By Alex Smith / @alexsmith1982
In an unprecedented move, 56 newspapers from around the world have today published a common editorial – “14 days to seal history’s judgement on this generation” – aiming to speak with one voice to the leaders negotiating a deal at Copenhagen this week.
The papers signing up to the editorial include The Guardian, El Pais, The Miami Herald, Le Monde, The Toronto Star, The Brunei Times and 50 others from countries including Rwanda, Tanzania and Bangladesh.
Ian Katz of the Guardian, who largely coordinated the editorial, says the purpose of the joint editorial is to show:
“if all of us who disagree about so much can agree on what must be done, then surely you can too…If the editorial lacks the detail that will have to be cracked over the next 14 days in Copenhagen, it should be a source of encouragement that such a diverse coalition was able to agree about so much – not least the precariousness of our situation, and the need for Copenhagen to deliver a full treaty by summer 2010 at the latest.”
The editorial says:
“Climate change has been caused over centuries, has consequences that will endure for all time and our prospects of taming it will be determined in the next 14 days. We call on the representatives of the 192 countries gathered in Copenhagen not to hesitate, not to fall into dispute, not to blame each other but to seize opportunity from the greatest modern failure of politics. This should not be a fight between the rich world and the poor world, or between east and west. Climate change affects everyone, and must be solved by everyone.

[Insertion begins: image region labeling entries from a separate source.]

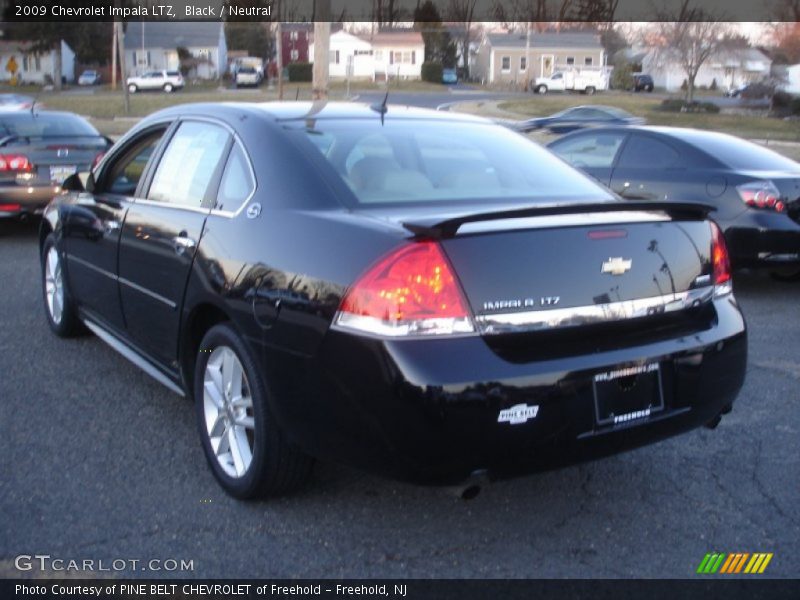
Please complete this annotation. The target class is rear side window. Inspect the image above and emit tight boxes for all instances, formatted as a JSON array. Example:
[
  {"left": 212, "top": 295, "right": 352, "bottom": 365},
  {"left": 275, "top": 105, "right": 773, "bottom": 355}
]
[
  {"left": 550, "top": 133, "right": 625, "bottom": 169},
  {"left": 147, "top": 121, "right": 230, "bottom": 208},
  {"left": 619, "top": 134, "right": 680, "bottom": 169},
  {"left": 298, "top": 115, "right": 612, "bottom": 205},
  {"left": 216, "top": 144, "right": 256, "bottom": 212}
]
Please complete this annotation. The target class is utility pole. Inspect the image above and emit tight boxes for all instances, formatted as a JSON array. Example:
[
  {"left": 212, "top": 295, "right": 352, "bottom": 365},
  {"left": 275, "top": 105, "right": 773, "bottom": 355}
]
[
  {"left": 114, "top": 21, "right": 131, "bottom": 115},
  {"left": 111, "top": 22, "right": 117, "bottom": 91},
  {"left": 311, "top": 0, "right": 331, "bottom": 100}
]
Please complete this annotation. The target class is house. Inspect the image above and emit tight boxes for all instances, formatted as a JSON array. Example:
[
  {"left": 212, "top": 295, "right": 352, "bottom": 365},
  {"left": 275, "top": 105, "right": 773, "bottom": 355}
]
[
  {"left": 281, "top": 23, "right": 314, "bottom": 65},
  {"left": 125, "top": 21, "right": 228, "bottom": 79},
  {"left": 781, "top": 64, "right": 800, "bottom": 96},
  {"left": 472, "top": 31, "right": 605, "bottom": 84},
  {"left": 642, "top": 48, "right": 772, "bottom": 92},
  {"left": 309, "top": 30, "right": 425, "bottom": 81},
  {"left": 0, "top": 40, "right": 75, "bottom": 84}
]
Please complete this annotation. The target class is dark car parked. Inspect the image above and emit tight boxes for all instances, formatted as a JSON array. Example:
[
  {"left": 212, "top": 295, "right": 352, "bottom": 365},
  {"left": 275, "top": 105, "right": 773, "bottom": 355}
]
[
  {"left": 514, "top": 104, "right": 645, "bottom": 134},
  {"left": 549, "top": 127, "right": 800, "bottom": 276},
  {"left": 0, "top": 111, "right": 110, "bottom": 217},
  {"left": 41, "top": 103, "right": 747, "bottom": 497},
  {"left": 633, "top": 73, "right": 655, "bottom": 92}
]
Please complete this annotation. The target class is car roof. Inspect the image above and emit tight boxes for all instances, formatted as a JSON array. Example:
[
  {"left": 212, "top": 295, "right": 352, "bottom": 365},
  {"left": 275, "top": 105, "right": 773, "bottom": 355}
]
[{"left": 147, "top": 101, "right": 492, "bottom": 123}]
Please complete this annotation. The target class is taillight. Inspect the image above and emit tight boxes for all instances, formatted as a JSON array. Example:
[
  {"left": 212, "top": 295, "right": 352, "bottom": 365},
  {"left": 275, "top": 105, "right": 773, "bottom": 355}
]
[
  {"left": 0, "top": 154, "right": 33, "bottom": 173},
  {"left": 334, "top": 242, "right": 475, "bottom": 337},
  {"left": 711, "top": 221, "right": 733, "bottom": 296},
  {"left": 736, "top": 181, "right": 786, "bottom": 212}
]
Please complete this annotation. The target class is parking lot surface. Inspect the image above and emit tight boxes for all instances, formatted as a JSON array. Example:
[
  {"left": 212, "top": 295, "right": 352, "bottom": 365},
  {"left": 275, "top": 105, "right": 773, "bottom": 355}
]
[{"left": 0, "top": 221, "right": 800, "bottom": 577}]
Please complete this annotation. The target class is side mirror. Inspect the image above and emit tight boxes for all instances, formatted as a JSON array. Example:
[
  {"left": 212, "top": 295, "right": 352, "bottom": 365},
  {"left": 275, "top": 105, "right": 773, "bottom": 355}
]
[{"left": 61, "top": 171, "right": 94, "bottom": 192}]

The science is complex but the facts are clear. The world needs to take steps to limit temperature rises to 2C, an aim that will require global emissions to peak and begin falling within the next 5-10 years. A bigger rise of 3-4C – the smallest increase we can prudently expect to follow inaction – would parch continents, turning farmland into desert. Half of all species could become extinct, untold millions of people would be displaced, whole nations drowned by the sea. The controversy over emails by British researchers that suggest they tried to suppress inconvenient data has muddied the waters but failed to dent the mass of evidence on which these predictions are based.”
It continues:
“Social justice demands that the industrialised world digs deep into its pockets and pledges cash to help poorer countries adapt to climate change, and clean technologies to enable them to grow economically without growing their emissions…The transformation will be costly, but many times less than the bill for bailing out global finance – and far less costly than the consequences of doing nothing.”